On 07/13/2014 09:48 PM, Mike Hommey wrote:
> On Sun, Jul 13, 2014 at 02:02:18PM +0200, Matthias Urlichs wrote:
>> Hi,
>>
>> Bernhard R. Link:
>>> * Mike Hommey <m...@glandium.org> [140713 12:55]:
>>>> Contrary to what you seem to believe, this only really works if *both*
>>>> libraries have versioned symbols. Otherwise, you can end up with
>>>> libraries linked against the unversioned one using symbols from the
>>>> versioned one at run time when both are loaded in the same address
>>>> space.
>>>
>>> Actually, "both having versioned symbols" is not enough.
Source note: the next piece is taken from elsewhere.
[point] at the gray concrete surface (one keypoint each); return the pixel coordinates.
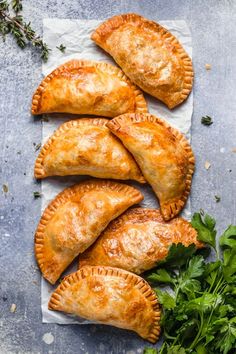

>>> It is either "both must always have had versioned symbols" or
>>> "both must have versioned symbols now and every binary linked against
>>> either must have been built (or rebuilt) after the symbols got
>>> versioned".
>>>
>> Bah. Thanks for the correction.
>>
>> However, it seems that the current OpenSSL package _does_ have
>> fully-versioned symbols, at least if I understand "objdump -T"
>> correctly.
>>
>> So the situation may not be as dire as this thread suggests.
> 
> Well, it kind of is. Because those versioned symbols in openssl come
> from a debian patch, afaict. So while debian may be fine (as long as all
> build-rdeps have been rebuilt since openssl got those versioned
> symbols), other distros aren't covered, as well as binaries not
> compiled on debian.

Why should we care about other distros? Do they have an impact on us?